Kami banyak berdiskusi mengenai hal ini, baik dengan pemerintah maupun Dewan. Namun Undang-Undang Pemilu tidak cukup menjelaskan hak KPU untuk menyikapi persoalan sengketa pemilu. Tidak jelas juga apakah kami punya hak atau tidak untuk mengajukan permohonan kasasi. Tata caranya seperti apa? KPU tidak diberi senjata melakukan banding. Inilah yang sebenarnya menjadi perdebatan.

Apakah persoalan yang sama Anda hadapi ketika Bawaslu mengabulkan gugatan Partai Keadilan dan Persatuan Indonesia?
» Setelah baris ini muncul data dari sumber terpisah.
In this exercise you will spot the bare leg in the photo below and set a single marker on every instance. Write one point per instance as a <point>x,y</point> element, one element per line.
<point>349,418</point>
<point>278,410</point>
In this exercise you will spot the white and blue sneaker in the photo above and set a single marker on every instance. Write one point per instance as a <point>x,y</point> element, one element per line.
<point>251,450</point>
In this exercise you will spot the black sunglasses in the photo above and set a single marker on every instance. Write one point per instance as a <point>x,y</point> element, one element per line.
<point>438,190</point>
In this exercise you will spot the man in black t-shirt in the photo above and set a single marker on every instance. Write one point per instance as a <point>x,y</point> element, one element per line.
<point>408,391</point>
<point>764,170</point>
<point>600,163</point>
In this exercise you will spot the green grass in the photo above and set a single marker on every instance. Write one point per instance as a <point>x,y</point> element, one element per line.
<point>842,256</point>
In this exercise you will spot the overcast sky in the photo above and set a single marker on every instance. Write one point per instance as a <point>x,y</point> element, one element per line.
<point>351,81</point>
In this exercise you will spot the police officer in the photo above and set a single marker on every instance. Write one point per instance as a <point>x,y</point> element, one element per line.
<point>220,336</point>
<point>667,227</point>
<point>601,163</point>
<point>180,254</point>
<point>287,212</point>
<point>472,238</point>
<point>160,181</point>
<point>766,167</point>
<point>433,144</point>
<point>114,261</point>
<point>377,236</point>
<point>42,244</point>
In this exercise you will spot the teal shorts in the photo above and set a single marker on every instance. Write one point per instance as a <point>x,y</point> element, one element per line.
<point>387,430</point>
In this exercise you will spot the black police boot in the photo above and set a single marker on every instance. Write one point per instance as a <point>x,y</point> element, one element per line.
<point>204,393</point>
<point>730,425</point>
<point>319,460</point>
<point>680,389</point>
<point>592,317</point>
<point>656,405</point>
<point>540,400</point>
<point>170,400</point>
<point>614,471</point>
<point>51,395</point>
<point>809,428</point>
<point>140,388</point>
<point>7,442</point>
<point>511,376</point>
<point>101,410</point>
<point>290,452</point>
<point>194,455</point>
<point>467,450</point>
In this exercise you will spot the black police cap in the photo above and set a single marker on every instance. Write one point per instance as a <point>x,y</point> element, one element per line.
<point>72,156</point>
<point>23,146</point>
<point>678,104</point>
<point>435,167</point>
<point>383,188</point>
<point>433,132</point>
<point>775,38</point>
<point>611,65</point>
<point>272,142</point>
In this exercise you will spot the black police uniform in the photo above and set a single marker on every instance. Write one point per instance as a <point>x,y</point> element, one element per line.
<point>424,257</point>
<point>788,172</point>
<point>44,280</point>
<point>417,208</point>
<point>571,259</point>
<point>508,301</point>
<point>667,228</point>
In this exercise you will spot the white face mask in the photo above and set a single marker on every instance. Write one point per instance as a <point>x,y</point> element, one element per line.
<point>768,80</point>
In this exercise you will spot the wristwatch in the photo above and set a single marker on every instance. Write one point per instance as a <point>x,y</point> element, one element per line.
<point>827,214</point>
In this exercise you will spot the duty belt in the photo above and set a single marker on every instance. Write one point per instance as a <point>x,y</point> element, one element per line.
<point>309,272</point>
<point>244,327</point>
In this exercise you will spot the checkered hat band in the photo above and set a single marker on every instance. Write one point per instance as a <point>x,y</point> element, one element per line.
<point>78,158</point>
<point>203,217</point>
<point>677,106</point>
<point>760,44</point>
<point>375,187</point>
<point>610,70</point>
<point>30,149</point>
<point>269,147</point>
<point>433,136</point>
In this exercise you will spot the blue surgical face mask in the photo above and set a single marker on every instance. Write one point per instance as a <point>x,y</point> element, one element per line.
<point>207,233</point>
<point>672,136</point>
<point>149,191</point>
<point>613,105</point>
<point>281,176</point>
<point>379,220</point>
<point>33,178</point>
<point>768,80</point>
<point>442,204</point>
Kami menolak keputusan itu. Tapi, sekali lagi, undang-undang tidak memberi kami ruang untuk keberatan atas putus­an Bawaslu. Bahkan, ketika kami menolak, mereka melapor ke Dewan Kehormatan Penyelenggara Pemilu (DKPP). Walaupun memang ada pendapat juga, misalnya dari Pak Jimly (mantan Ketua Mahkamah Konstitusi Jimly Asshiddiqie), yang mengatakan demi keadilan kami bisa melakukan upaya luar biasa terhadap kasus-kasus itu.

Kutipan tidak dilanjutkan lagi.